S'exprimant devant des diplomates allemands jeudi 10 septembre, le secrétaire général de l'OTAN Mark Rutte a dressé un constat sombre de la situation en Ukraine et en Europe. « Les attaques brutales de la Russie contre l'Ukraine sont incessantes. La Russie subit d'énormes pertes, désormais estimées à plus de 40 000 tués ou blessés graves chaque mois », a-t-il déclaré, avant d'ajouter que Vladimir Poutine ne montre « aucune volonté de mettre fin à la guerre ».
Selon Rutte, la liste des « activités hybrides malveillantes » attribuées à la Russie à travers le continent ne cesse de s'allonger : cyberattaques, sabotages, incendies volontaires, violations de l'espace aérien, incidents impliquant des drones. « Les dernières actions hostiles de la Russie sont imprudentes, dangereuses et représentent une menace pour la vie », a-t-il averti, tout en assurant que l'Alliance n'était « pas intimidée » et que ces manœuvres, loin d'affaiblir la cohésion occidentale, la renforçaient. Selon des informations relayées par l'agence Reuters, les Alliés de l'OTAN affirment avoir déjoué un projet russe de sabotage de câbles sous-marins dans l'Arctique.
Berlin en première ligne du discours de fermeté
Le ministre allemand des Affaires étrangères, Johann Wadephul, a tenu des propos tout aussi tranchés, estimant que la menace russe « a atteint notre porte et qu'elle est tangible ». Il a cité en exemple une tentative d'attaque russe visant l'aéroport de Leipzig, qu'il a présentée comme le dernier épisode d'une série d'agressions croissantes contre l'Europe et l'OTAN. « La Russie et ses partenaires opèrent avec un réseau mondial contre nos intérêts et en faveur d'une prétention impérialiste à un statut de grande puissance », a-t-il affirmé.

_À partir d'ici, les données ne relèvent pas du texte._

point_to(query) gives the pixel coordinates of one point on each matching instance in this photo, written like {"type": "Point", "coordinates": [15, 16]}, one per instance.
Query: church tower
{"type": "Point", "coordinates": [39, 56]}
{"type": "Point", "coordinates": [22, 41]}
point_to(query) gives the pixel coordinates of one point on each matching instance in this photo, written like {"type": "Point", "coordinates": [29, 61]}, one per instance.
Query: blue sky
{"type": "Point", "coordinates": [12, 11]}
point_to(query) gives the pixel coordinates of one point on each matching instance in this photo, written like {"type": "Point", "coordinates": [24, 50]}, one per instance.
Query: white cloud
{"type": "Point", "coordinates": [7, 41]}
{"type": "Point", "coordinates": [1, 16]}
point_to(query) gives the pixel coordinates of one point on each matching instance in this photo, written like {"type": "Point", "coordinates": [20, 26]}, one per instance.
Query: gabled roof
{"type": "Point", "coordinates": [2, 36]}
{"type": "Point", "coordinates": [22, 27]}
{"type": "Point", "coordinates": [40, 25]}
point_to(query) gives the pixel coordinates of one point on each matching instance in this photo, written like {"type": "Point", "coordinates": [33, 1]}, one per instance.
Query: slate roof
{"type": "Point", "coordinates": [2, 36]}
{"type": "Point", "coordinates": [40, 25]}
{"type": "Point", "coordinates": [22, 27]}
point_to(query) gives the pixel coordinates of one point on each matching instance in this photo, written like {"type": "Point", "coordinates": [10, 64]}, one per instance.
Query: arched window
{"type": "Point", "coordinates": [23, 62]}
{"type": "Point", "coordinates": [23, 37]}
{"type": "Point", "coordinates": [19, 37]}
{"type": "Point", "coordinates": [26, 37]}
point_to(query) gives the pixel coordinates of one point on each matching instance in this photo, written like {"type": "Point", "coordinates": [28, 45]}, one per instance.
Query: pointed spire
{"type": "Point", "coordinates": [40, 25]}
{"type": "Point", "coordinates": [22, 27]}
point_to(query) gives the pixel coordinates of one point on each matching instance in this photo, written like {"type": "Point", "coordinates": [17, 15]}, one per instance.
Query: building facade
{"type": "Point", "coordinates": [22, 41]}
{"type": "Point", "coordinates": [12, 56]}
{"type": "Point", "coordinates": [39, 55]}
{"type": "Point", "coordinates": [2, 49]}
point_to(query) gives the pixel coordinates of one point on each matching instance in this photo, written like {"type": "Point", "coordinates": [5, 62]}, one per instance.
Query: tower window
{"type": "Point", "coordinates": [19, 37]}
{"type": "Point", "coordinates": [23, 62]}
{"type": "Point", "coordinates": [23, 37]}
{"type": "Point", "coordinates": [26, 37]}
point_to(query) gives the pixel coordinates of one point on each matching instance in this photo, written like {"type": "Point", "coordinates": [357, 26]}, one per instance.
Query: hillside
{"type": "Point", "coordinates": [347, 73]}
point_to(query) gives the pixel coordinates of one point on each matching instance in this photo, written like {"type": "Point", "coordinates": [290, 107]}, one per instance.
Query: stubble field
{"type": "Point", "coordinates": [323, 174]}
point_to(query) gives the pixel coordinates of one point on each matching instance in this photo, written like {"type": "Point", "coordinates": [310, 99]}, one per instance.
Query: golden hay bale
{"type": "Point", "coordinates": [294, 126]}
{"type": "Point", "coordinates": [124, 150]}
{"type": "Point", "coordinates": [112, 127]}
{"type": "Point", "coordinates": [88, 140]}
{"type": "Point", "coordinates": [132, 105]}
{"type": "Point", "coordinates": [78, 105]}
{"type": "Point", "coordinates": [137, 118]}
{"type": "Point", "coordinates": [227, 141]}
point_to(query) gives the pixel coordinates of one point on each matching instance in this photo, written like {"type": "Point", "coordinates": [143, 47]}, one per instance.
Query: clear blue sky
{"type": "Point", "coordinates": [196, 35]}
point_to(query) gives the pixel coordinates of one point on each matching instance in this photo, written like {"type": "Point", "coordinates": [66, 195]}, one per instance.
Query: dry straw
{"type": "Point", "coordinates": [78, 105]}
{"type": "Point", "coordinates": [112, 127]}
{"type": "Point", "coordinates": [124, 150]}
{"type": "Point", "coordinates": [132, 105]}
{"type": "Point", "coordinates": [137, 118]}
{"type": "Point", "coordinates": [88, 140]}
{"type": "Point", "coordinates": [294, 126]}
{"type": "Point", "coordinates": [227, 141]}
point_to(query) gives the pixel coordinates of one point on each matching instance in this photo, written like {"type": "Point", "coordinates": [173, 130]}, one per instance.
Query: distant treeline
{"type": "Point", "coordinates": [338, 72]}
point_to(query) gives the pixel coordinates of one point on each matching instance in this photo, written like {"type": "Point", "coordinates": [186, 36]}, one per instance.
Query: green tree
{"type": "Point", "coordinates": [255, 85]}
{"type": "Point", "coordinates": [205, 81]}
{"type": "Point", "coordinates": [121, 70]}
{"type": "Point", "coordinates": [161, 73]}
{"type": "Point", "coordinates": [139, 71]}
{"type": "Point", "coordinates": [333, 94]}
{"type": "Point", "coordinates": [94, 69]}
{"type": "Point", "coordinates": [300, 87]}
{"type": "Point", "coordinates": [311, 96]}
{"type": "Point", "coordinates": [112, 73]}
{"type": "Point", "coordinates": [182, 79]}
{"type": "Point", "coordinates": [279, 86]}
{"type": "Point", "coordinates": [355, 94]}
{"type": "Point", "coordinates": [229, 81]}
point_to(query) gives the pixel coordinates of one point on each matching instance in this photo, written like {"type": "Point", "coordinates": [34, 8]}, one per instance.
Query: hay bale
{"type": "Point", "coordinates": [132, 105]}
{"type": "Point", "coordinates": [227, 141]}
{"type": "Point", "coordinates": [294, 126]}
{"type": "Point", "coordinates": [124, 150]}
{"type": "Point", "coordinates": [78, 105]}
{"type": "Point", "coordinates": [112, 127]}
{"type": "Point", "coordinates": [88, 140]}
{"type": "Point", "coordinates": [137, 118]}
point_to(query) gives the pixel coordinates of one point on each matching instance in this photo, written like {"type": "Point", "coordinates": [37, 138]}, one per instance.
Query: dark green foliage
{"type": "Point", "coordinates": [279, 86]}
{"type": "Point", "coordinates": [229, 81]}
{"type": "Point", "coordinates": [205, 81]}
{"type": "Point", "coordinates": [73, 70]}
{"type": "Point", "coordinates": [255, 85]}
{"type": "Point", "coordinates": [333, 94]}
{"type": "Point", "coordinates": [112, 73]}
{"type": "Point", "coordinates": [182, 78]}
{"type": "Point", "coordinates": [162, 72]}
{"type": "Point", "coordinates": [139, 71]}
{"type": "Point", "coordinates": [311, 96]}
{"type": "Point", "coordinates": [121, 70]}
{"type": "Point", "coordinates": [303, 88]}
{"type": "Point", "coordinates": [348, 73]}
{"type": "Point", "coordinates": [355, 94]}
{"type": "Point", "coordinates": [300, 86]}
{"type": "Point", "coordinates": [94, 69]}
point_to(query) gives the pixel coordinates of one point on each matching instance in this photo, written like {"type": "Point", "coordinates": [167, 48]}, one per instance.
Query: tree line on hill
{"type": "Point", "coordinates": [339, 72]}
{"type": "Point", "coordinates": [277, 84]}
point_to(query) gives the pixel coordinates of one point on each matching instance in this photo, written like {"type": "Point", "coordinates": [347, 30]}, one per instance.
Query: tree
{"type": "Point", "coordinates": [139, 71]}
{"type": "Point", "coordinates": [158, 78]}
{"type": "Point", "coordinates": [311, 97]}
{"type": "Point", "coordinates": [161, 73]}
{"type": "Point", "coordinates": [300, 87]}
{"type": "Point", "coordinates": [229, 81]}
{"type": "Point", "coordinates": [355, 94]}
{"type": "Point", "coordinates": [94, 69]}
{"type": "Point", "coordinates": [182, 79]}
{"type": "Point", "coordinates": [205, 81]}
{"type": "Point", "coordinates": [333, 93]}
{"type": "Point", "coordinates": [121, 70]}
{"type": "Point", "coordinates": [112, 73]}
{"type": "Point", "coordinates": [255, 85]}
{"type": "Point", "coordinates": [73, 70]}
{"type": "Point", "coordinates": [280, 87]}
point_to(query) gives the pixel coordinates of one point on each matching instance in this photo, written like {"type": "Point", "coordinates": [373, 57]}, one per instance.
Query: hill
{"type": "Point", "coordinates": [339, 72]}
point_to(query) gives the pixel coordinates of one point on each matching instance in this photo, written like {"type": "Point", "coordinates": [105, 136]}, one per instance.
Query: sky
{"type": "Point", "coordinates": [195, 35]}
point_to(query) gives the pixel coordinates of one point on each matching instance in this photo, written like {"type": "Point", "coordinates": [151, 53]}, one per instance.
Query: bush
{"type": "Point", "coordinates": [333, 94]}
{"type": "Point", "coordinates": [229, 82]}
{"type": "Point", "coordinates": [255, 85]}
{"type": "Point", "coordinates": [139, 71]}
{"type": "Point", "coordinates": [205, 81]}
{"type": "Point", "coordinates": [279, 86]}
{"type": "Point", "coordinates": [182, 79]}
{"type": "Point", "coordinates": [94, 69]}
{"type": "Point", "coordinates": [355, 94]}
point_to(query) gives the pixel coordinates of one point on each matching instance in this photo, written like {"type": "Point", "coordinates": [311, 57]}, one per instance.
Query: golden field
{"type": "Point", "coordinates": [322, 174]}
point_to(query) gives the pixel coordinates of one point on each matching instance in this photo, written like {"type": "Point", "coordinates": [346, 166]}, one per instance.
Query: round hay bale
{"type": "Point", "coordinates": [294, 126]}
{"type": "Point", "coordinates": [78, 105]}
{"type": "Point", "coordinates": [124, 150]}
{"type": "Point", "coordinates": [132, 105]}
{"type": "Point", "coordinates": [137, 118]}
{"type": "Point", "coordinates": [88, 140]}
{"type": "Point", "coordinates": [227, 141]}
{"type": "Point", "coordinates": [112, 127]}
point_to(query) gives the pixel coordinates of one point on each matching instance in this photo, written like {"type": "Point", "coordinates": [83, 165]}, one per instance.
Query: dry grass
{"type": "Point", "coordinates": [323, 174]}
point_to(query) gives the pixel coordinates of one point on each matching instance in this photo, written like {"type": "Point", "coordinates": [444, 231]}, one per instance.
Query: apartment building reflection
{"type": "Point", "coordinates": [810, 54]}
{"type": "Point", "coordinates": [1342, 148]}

Ce discours de fermeté s'accompagne, selon Rutte, d'une prise de conscience grandissante des pays européens sur la nécessité d'investir davantage dans leur propre défense. « Les Européens comprennent de plus en plus qu'assumer une plus grande responsabilité pour notre propre sécurité n'est plus optionnel », a-t-il insisté. Cette séquence diplomatique intervient dans un contexte tendu : la Russie a par ailleurs procédé à l'arrestation d'un agent de sécurité de l'ambassade britannique, soupçonné d'avoir participé à un projet présenté comme une opération sous fausse bannière, tandis que le président ukrainien Volodymyr Zelensky poursuit une tournée diplomatique destinée à maintenir la pression internationale sur Moscou.
Pour l'heure, ni Moscou ni les autorités russes n'ont réagi publiquement aux accusations portées par l'OTAN sur ce projet de sabotage de câbles sous-marins déjoué dans l'Arctique. La multiplication de ces incidents, qu'il s'agisse de cyberattaques, de sabotages ou d'incursions de drones, alimente en tout cas un débat déjà vif au sein de l'Union européenne sur l'ampleur des budgets de défense à consacrer dans les prochaines années.
Pour les chancelleries africaines qui suivent le dossier ukrainien de loin, ce durcissement verbal confirme la profondeur du fossé qui sépare aujourd'hui la Russie de l'Alliance atlantique, avec des répercussions potentielles sur les prix de l'énergie et des céréales dont plusieurs économies du continent restent tributaires.